Quiero ser ‘traqueto’ pero me da miedo

Ilustración: Paola Andrea Fajardo

Siempre me han gustado mucho las marcas, tomar cocteles, meter una que otra maricada, andar con hembritas locas, poder movilizarme en carro y pegarme rumbas en las que uno ve el sol y después de desayunar seguir tomando.

Nunca fui rico, sino una persona más bien acomodada hasta que la mala situación económica me dejó sin vehículo, sin tarjeta y gastando poco. Así que el día que conocí al viejo Mike, por una amiga que andaba con él (obviamente de prepago), pude ver lo que es tener plata de sobra, lo que es que te tengan respeto, te teman, se te arrodillen para que pases a un V.I.P. porque saben que tienes un fierro y un montón de dólares bajo el colchón.

No voy a describir a Mike, sólo voy a decir que sobre su mesa había cerca de 5 millones en trago, otros 5 millones en drogas y con sus acompañantes cerca de 50 millones en cirugías. Ese día yo si mucho me había comprado una pepa, no fue nada para todas las que el viejo Mike comenzó a meterme a la boca como si fueran Frunas. Yo ese día me había tomado un coctel y pare de contar.

Tampoco para todo lo que me mostró cuando nos fuimos a rematar a su apartamento y abrió un closet lleno de Buchanan’s, Oldparr, y varias champañas caras como si fueran bolsas de leche.

Me había llevado un jean Diesel viejo, unos zapatos Adidas que tengo hace un año, una camisa Zara. El viejo ‘Mike’ me mostró toda una sala llena de ropa importada aún con las marquillas y me dijo que escogiera algo. Yo iba con la intención de hacerle la vuelta a una flaquita amiga mía, eso tampoco se pudo comparar a la actriz porno que escogió para que yo me la llevara al cuarto. Luego me mostró fotos de todos los países que había visitado, los carros que tenía, sus motos. A la hora, cuando salí de mi faena encontré muchos televisores, varias consolas de videojuegos, muchas más hembras, mucho más trago y la rumba siguió hasta el domingo.

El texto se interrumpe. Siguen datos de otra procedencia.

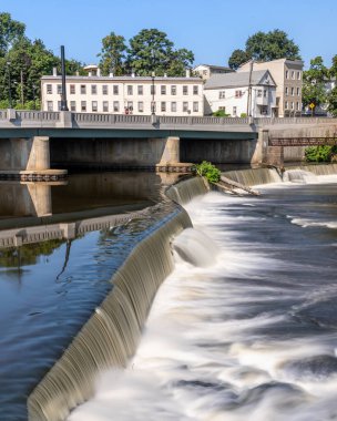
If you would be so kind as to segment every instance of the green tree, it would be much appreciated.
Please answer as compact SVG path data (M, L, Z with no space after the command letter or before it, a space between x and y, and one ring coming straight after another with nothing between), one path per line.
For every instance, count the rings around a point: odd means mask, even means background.
M102 39L102 50L98 57L101 58L100 68L103 75L108 75L111 71L118 76L124 73L125 52L124 37L111 32Z
M10 13L0 13L0 58L6 57L11 45L24 35L24 23L12 20Z
M228 65L236 70L247 60L272 61L277 59L300 59L299 48L288 39L286 32L275 29L269 32L256 32L246 41L245 50L234 50Z
M244 50L234 50L228 60L228 66L233 70L237 70L246 61L251 60L252 57Z
M328 78L328 69L324 65L321 57L310 60L310 68L303 72L302 100L304 106L313 103L315 107L327 102L325 83ZM313 114L315 113L313 109Z
M143 29L130 40L127 68L140 75L184 75L184 69L194 61L192 51L174 50L165 32Z

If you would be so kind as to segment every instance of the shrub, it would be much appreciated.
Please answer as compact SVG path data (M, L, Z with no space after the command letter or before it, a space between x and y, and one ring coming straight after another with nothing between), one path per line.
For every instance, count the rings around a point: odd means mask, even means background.
M210 183L217 183L221 178L221 171L207 161L203 161L201 164L194 165L193 171L197 175L206 177Z

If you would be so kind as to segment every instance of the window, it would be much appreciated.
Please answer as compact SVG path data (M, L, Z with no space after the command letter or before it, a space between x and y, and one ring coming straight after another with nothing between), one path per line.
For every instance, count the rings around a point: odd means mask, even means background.
M94 113L94 112L98 112L98 101L92 101L91 102L91 111Z
M119 86L116 86L116 88L119 88ZM119 111L120 111L120 103L119 103L119 101L113 101L113 112L118 113Z

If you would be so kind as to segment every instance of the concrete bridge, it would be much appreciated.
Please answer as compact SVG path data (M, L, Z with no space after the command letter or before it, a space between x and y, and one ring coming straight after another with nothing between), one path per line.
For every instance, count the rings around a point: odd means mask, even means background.
M0 176L60 177L69 168L185 170L181 163L299 160L276 140L336 138L337 119L236 119L0 111ZM313 143L313 142L312 142ZM310 144L312 144L310 143ZM302 152L300 152L302 151ZM293 156L293 155L294 156Z

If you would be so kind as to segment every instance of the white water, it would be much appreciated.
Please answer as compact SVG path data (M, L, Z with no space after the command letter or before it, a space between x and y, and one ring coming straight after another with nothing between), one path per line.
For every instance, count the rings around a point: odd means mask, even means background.
M254 209L252 198L215 193L186 206L197 232L183 234L176 247L193 264L204 251L206 263L195 266L175 255L176 268L155 298L130 367L106 372L95 398L78 408L69 421L337 419L337 370L317 373L296 367L298 361L321 356L334 363L336 335L280 340L277 335L266 339L258 333L258 329L286 324L287 315L268 308L268 301L277 306L294 295L287 287L264 286L262 270L273 277L276 270L300 267L259 253L258 244L242 242L237 225L264 222L264 216L253 213L237 218L228 212L224 217L223 208L235 206L237 201ZM203 230L217 243L217 251L200 234ZM195 247L200 236L202 245L191 254L190 247ZM210 250L214 263L207 266ZM242 283L246 279L251 284ZM294 305L293 311L330 294L329 287L305 292L303 304ZM261 302L265 311L254 314L252 302Z

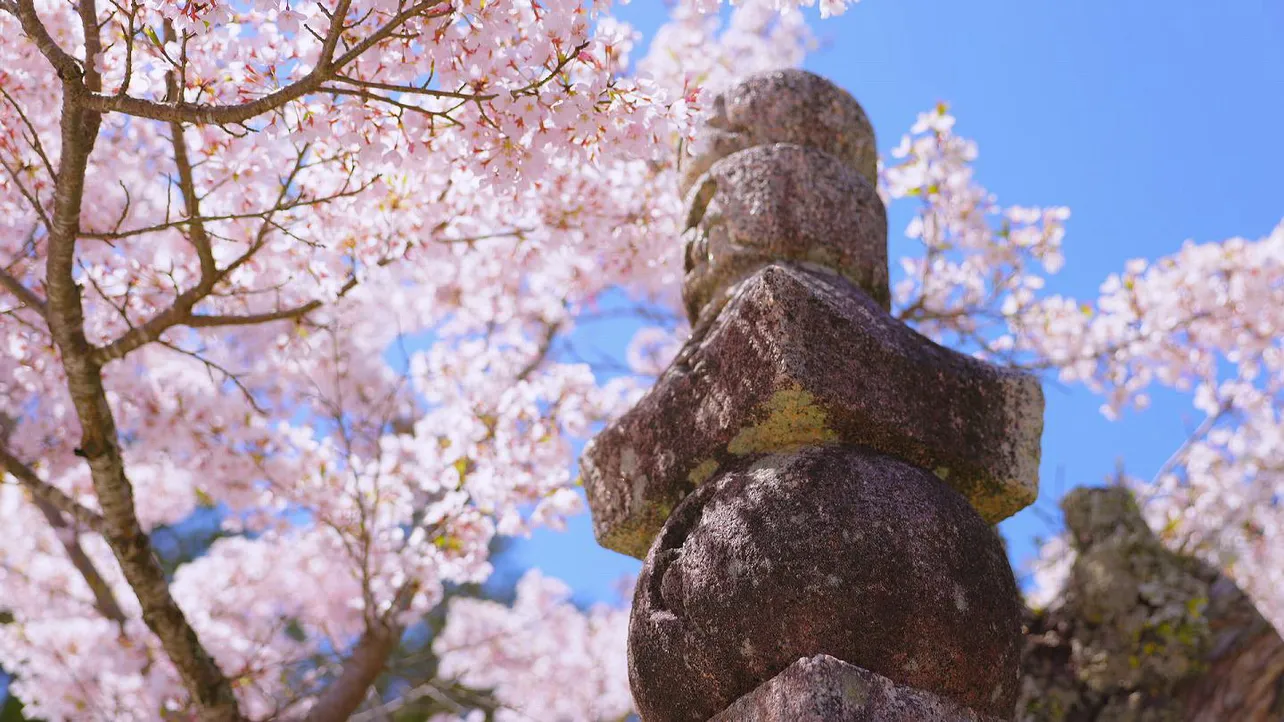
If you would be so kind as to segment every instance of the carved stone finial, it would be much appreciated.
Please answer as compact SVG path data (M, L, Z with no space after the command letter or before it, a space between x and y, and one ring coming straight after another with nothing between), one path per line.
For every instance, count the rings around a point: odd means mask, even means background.
M643 719L702 722L802 654L1004 716L1017 587L998 537L936 477L831 446L759 457L688 496L638 578Z
M881 680L922 722L1011 718L1019 603L990 524L1035 497L1039 383L889 315L873 131L850 95L787 71L715 108L681 166L695 331L580 462L598 541L646 555L638 710L727 719L755 689ZM786 673L818 654L842 673ZM850 719L896 704L846 701Z
M874 188L828 153L774 144L741 150L700 176L687 199L682 298L692 322L736 284L794 261L837 271L886 310L887 212Z
M887 213L860 104L806 71L776 71L714 99L679 153L692 322L773 261L837 271L887 308Z
M833 155L878 182L878 146L865 110L846 90L801 69L751 76L714 98L713 117L678 154L678 189L686 195L718 161L755 145L791 143Z

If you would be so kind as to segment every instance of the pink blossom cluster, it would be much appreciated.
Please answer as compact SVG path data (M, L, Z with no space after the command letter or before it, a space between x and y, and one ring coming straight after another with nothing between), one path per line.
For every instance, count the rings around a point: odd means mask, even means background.
M1190 394L1202 421L1189 439L1152 479L1129 480L1165 541L1228 569L1284 627L1280 279L1284 224L1130 261L1094 302L1044 298L1013 329L1062 380L1104 394L1109 418L1145 409L1153 388Z
M566 585L528 572L512 606L451 601L433 650L443 676L492 690L497 721L623 719L633 709L627 637L627 610L582 612Z
M306 716L371 619L408 623L490 573L496 534L580 510L571 442L639 388L556 346L606 289L674 301L673 148L710 89L809 42L765 1L725 27L679 4L636 63L607 3L100 1L96 44L69 5L15 3L0 507L24 533L0 540L0 665L51 721L194 712L108 543L67 516L104 509L42 301L64 99L24 8L101 87L74 280L132 514L226 515L168 594L249 718ZM574 621L550 585L523 599Z

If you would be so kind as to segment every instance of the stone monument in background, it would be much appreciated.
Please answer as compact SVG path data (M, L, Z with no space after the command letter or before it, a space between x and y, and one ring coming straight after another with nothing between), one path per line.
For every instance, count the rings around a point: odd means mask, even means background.
M715 100L679 168L693 333L584 451L597 540L645 558L645 722L1012 719L1043 392L889 315L860 105L802 71Z

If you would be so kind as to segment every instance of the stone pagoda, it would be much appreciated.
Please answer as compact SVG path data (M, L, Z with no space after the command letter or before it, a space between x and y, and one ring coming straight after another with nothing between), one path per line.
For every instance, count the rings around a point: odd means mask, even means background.
M715 100L681 161L692 335L584 451L603 546L645 559L645 722L1011 719L1043 392L889 313L860 105L802 71Z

El lunes cuando llegué a mi puesto de practicante de periodista barato y mi jefe me regañó por haber cometido un error de ortografía en una noticia, comprobé “lo libre” que era ‘Mike’, lo fugaz que vivía día a día. Tal vez él no pase de los 50, tal vez lo maten o lo metan a una celda. Pero quizá va a vivir en unos pocos años, lo que a mí me tocará con sacrificio y trabajo en toda una vida, y lo más seguro es que no lo alcance ni en la mitad.

La verdad yo soy muy perezoso. A veces el viejo ‘Mike’ me llama, me pregunta que cuándo es que me voy a montar en el “avión quemado”. Yo le respondo que soy un miedoso. Pero todos los días la idea me ronda la cabeza, me acuerdo del despilfarro, el degenero y me dan ganas.

Aunque quién sabe a cuántos me tenga que llevar a la tumba para tener el estatus de ‘Mike’. No sé, voy a esperar, quizás en unos años un día me levante del puesto, le pegue un puño al jefe de turno y me ponga a voltear con ‘Mike’.